When Should I Get It in Writing?

I n today's business world, many of the relationships stem from written agreements. Many people believe that, without a written agreement, a contract is not valid. In fact, the call for written documentation of business dealings is so strong that one popular advertisement recommends that you "have them put it in writing" before you agree to switch telephone companies.

In fact, there are many reasons for having written agreements. In some cases, a contract is unenforceable unless it is in writing. But what many people do not know is that not all agreements must be in writing to be valid. Furthermore, something as simple as a letter, signed by one person, in some cases may be sufficient to create an enforceable contract.

California law adopts an old English rule called the "Statute of Frauds," which dates back to the 15th century. The Statute of Frauds was created in the belief that certain types of business dealings were so important that they should be put into writing. If they were not, it was presumed that they did not exist. Therefore, the person claiming that the contract existed when there was no writing was probably lying, or committing a "fraud." The California Statute of Frauds, which applies to business transactions today, also requires that these types of contracts be in writing, or they are unenforceable.

A ctually, the language of the California Statute of Frauds is invalid unless they "are in writing and [signed] by the party to be charged or by the party's agent." Thus, the law does not necessarily require a traditional contract, signed by both parties. In fact, if a writing lists the "essential terms" of the contract and is signed by a party, it is enforceable against that party. In the case of, say, a contract for delivery of merchandise, this could be as simple as a letter or invoice that lists the price, quantity of the merchandise to be delivered, and the date and place of delivery. (In fact, special rules apply to contracts for the sale of merchandise, which will be discussed in a later newsletter.)

Except for those contracts covered by the Statute of Frauds, an oral contract is valid, binding and fully enforceable in court. In those cases, a person may enter into a binding agreement without ever putting a single word on paper.
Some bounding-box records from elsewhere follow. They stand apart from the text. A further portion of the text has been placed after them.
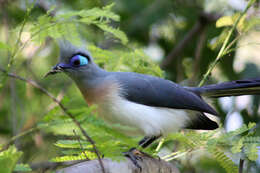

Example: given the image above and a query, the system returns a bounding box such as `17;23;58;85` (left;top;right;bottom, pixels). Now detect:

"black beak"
44;64;64;77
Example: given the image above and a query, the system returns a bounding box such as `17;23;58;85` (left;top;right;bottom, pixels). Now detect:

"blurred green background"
0;0;260;172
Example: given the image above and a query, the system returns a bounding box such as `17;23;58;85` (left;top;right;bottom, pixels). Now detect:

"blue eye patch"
70;55;88;67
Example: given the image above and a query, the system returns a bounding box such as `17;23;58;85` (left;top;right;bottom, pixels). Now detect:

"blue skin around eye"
78;55;88;65
71;55;88;66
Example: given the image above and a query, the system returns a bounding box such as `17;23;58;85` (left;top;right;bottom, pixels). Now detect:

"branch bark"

Under California law, to be enforceable the following contracts must be written: 1) contracts that will take more than one year to complete; 2) leases for a period of more than one year; 3) a promise to answer for the debt of another (such as an agreement to co-sign on a loan); 4) an agreement with a real estate agent or broker to buy or sell real estate; 5) an agreement with an agent or broker to help you find someone to buy or sell real estate; 6) an agreement with an agent or broker to help you lease real estate for a period of more than one year; 7) any agreement that cannot be fully performed during the lifetime of one of the parties; 8) an agreement to pay off a mortgage or deed of trust on your real estate; 9) an agreement to lend more than $100,000 by a professional lender. The California Commercial Code also requires that any contract for the sale of more than $500 worth of goods must be in writing.
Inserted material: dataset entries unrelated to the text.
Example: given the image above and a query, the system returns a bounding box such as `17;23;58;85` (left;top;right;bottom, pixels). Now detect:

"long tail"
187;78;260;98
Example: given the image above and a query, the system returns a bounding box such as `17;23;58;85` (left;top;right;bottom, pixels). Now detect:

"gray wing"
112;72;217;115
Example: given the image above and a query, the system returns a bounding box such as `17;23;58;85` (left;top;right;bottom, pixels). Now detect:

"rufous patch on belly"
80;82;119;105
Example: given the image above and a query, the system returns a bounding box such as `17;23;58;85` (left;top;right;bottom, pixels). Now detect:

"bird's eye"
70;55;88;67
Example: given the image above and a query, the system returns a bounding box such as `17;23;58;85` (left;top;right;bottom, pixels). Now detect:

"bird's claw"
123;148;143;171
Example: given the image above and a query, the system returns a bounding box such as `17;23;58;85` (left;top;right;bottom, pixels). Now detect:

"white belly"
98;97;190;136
As always, "the devil's in the details." For example, the contracts may be enforceable even if they're not in writing if one of the parties misled the other to believe that there was a written contract.

O f course, there are other reasons for having written contracts and agreements. For example, having a written contract makes it absolutely clear that the parties did, in fact, enter into a contract. A well-written contract also clearly explains what the parties intended in their contract. It also prevents one person from claiming that the contract included terms that contradict the written agreement (although California is quite liberal in permitting a person to testify that the parties agreed on terms that are not listed in the written contract). Finally, documentation of any event in a letter or other writing is good evidence of what happened if the matter ever gets to the inside of a courtroom.
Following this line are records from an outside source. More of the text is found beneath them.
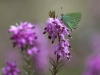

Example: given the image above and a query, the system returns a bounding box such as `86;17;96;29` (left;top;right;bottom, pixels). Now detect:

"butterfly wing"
49;11;55;18
63;12;82;30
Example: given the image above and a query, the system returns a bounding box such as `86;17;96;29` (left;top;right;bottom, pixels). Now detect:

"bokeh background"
0;0;100;75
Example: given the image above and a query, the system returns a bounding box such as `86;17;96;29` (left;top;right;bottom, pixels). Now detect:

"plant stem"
52;54;60;75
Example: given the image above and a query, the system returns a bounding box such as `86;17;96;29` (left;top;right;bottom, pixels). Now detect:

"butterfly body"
61;12;82;30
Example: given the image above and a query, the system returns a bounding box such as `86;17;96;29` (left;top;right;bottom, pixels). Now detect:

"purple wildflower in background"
8;22;37;48
83;54;100;75
43;17;72;59
2;61;20;75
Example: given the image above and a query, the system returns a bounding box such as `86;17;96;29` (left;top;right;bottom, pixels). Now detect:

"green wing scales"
62;12;82;30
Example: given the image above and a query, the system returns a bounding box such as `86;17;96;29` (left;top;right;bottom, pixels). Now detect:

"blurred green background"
0;0;100;75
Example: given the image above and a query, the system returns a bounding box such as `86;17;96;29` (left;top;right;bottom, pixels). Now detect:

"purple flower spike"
55;40;70;60
2;61;20;75
44;17;71;60
8;22;37;48
44;18;71;42
27;47;39;56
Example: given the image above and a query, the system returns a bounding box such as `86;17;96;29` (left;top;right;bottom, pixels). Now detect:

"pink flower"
8;22;37;48
55;40;70;60
43;17;71;59
44;18;71;43
2;61;20;75
27;47;39;56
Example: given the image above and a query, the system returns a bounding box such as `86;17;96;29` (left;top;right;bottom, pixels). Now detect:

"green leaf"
61;12;82;30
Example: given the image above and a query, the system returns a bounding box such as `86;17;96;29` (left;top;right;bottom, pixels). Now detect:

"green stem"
21;47;34;75
52;54;60;75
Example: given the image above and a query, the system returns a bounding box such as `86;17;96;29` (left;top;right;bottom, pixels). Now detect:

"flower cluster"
8;22;37;48
83;55;100;75
8;22;38;55
43;17;72;59
2;61;20;75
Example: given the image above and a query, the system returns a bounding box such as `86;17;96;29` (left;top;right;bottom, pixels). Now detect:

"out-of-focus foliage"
0;0;100;75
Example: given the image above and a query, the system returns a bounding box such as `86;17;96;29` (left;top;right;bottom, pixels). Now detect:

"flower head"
43;17;71;59
2;61;20;75
8;22;37;48
44;18;71;43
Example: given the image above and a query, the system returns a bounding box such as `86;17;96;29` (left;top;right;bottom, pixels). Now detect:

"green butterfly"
60;7;82;31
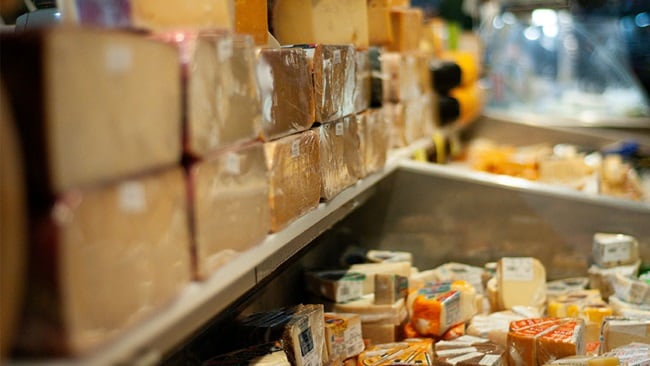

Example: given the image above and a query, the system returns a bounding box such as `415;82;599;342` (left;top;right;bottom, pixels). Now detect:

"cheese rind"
264;130;321;232
188;143;271;279
257;48;315;141
0;27;181;196
271;0;368;48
A good businessperson will therefore practice a little "preventive legal medicine," and make sure to document important events in his or her business dealings. Often, a letter or invoice is adequate, but sometimes a formal contract is more effective. However, even if those events are not documented, a prudent businessperson will not automatically give up his or her rights just because no writing exists. Even more importantly, he or she will not assume that, just because there is no written contract, the other party has no rights in court. Good legal representation is important at the first sign of a dispute, and can often protect a company against costly litigation somewhere down the line.